ロサンゼルス市に初めての3Dプリント住宅が建設される
アメリカのカリフォルニア州にあるウッドベリー大学の構内に、425平方フィート(約40平方メートル)の3Dプリント住宅が建設されたとロサンゼルス・タイムズが報じた。
「Solar Futures House」と名付けられた3Dプリント住宅はウッドベリー大学の建築学科の学生たちが設計し、3Dプリント技術を使ってコンクリートで建設された。ロサンゼルス市では居住用住宅として許可を受けた初めての3Dプリント住宅だという。建設期間は設計段階から数えて15か月だった。(上部画像は3Dプリント住宅建設の様子。出典:アメリカ合衆国エネルギー省のプロジェクト「Solar Decathlon」)
環境へ配慮した構造の3Dプリント住宅
ウッドベリー大学の構内に3Dプリント住宅「Solar Futures House」が建設されたのは、アメリカエネルギー省が主催する全国大学競技会である「Solar Decathlon」へのエントリーがきっかけとなった。

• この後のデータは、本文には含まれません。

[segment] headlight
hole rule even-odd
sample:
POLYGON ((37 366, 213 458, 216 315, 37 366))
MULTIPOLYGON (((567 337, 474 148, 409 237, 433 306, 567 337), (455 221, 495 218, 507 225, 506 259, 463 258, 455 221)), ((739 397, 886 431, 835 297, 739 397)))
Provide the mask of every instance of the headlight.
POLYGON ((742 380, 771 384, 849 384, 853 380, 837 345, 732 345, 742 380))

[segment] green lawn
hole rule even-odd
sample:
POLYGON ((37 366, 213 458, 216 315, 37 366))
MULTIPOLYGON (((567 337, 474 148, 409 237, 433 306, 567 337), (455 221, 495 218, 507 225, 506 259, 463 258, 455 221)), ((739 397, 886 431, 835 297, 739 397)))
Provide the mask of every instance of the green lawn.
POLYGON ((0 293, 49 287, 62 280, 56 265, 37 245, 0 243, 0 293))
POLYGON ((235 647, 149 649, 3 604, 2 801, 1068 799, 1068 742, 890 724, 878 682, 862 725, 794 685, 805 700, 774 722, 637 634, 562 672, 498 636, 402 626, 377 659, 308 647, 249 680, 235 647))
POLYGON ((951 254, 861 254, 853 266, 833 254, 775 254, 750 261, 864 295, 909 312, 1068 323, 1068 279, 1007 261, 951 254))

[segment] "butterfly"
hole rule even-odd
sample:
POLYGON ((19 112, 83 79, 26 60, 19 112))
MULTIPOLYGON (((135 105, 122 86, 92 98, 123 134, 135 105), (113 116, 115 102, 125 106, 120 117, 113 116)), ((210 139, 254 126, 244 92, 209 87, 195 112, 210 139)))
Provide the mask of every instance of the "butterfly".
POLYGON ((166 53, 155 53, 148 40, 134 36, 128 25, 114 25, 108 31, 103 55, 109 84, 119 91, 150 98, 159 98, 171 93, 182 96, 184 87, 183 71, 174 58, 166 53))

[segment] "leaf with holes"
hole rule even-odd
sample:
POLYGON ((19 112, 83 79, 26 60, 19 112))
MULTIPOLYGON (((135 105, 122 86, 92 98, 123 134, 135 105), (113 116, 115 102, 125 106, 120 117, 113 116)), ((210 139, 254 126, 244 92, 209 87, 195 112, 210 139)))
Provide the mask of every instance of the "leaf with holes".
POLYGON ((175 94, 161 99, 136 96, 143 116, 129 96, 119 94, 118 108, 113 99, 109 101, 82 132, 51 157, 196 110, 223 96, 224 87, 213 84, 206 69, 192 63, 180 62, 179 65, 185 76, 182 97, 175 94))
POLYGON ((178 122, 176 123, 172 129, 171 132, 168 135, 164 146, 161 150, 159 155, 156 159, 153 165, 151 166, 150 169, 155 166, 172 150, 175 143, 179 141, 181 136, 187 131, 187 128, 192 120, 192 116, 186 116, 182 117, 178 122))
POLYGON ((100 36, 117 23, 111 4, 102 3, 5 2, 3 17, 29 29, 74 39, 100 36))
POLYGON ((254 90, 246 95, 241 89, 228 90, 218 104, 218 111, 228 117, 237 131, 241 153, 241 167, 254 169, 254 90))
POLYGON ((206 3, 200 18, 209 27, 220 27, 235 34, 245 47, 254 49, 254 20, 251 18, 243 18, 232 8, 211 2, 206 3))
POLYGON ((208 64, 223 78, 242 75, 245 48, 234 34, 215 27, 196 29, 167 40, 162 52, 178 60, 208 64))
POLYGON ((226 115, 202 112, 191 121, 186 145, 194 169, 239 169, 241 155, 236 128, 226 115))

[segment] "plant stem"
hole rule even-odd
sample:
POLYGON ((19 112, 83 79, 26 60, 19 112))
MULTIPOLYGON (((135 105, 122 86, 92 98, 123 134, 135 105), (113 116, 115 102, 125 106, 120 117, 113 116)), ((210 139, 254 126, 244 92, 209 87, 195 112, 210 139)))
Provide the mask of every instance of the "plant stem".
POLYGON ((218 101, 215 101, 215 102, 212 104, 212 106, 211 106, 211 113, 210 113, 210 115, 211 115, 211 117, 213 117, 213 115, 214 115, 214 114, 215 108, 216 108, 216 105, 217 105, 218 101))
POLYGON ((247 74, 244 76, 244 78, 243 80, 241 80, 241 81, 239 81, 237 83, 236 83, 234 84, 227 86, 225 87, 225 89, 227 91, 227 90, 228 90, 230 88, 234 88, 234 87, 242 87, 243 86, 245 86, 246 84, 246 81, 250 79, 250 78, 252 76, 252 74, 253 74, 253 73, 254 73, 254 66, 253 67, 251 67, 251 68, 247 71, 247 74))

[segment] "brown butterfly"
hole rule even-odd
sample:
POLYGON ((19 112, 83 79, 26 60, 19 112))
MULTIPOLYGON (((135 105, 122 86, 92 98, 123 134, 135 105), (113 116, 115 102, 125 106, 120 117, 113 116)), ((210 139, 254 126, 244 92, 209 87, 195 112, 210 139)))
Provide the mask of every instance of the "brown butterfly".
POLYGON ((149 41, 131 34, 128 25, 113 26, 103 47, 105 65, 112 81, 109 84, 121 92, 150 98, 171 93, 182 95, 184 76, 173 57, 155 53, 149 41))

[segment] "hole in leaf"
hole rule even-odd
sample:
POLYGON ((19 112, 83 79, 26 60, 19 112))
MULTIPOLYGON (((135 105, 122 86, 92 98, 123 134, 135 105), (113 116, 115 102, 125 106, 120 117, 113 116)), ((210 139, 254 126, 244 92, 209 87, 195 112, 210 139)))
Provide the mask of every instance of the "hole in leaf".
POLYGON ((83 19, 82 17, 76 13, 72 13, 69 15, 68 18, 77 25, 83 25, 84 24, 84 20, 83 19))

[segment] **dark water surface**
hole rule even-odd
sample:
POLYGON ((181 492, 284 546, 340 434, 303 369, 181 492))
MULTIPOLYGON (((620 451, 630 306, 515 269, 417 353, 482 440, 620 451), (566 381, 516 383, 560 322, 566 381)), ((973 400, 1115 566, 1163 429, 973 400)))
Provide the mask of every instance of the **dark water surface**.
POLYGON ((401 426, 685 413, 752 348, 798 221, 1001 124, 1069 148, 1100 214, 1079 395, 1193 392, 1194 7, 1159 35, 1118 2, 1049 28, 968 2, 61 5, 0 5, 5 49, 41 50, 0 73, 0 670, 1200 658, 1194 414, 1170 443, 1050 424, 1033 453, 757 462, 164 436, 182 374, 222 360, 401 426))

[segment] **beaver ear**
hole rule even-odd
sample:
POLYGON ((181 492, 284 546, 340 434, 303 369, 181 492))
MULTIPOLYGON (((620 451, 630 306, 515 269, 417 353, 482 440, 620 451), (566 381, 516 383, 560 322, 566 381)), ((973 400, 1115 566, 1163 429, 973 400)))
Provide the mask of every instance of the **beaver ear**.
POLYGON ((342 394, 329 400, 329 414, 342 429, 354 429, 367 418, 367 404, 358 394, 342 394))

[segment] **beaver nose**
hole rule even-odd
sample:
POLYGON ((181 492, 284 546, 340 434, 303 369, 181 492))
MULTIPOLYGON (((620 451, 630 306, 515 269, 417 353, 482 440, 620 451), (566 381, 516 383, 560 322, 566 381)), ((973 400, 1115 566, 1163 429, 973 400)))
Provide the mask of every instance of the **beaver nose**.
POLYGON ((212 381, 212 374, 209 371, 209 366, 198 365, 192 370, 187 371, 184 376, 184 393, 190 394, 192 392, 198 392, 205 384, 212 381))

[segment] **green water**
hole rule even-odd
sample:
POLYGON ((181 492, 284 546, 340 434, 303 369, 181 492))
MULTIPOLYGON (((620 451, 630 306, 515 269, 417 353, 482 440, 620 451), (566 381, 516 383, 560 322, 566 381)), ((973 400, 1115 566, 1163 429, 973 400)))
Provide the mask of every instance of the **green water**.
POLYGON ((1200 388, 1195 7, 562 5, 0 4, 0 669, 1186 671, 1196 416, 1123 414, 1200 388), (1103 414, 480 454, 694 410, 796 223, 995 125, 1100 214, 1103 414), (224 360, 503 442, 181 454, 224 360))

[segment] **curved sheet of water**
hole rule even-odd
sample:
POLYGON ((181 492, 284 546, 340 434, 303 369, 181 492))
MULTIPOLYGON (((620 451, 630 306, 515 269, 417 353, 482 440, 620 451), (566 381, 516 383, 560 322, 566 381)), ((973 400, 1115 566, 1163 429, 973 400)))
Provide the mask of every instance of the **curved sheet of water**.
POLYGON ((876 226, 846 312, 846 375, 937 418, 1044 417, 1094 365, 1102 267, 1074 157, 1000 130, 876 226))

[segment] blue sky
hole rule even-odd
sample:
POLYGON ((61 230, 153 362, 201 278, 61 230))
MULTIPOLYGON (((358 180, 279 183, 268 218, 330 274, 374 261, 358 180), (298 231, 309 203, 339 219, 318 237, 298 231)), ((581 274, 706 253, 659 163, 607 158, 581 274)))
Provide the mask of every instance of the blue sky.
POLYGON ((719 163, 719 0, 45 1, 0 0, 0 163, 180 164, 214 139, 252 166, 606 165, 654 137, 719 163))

2022年の春、ウッドベリー大学の学生が設計提案書を提出し、最終候補の1つに選ばれた。その際に建設費として受け取った5万ドルの助成金を元手に建設計画が始まった。
3Dプリント住宅の構造は、効率性が重視されている。シャワーの水はトイレの洗浄に再循環される。家のカーブ形状と傾斜した屋根は、年間を通じて太陽の角度に対応するように設計されており、それによって太陽光発電の発電量が最大化される仕組みだ。現在、屋根には太陽光パネルをつなげた1つの太陽電池アレイが設置されている。太陽電池アレイによる発電で生活に必要な電力がまかなえるため、住宅に新たな電力供給は不要だという。
斜めの屋根は反射性の樹脂コーティングされた金属でできており、その上には9インチのミネラルウール断熱材を置く。これにより建物の内部温度を維持しつつ、外部からの騒音を和らげる。 ミネラルウール断熱材は防火壁としても機能する。
エネルギー消費量単位あたりの二酸化炭素排出量が多いコンクリートの使用を軽減するために、チームは強度と水密性に優れるフライアッシュの含有率の高いコンクリートを開発。ひび割れを起こしにくく耐久性の高いコンクリートで持続可能性の実現に貢献する。近い将来、この3Dプリント住宅は入居できる状態になるようだ。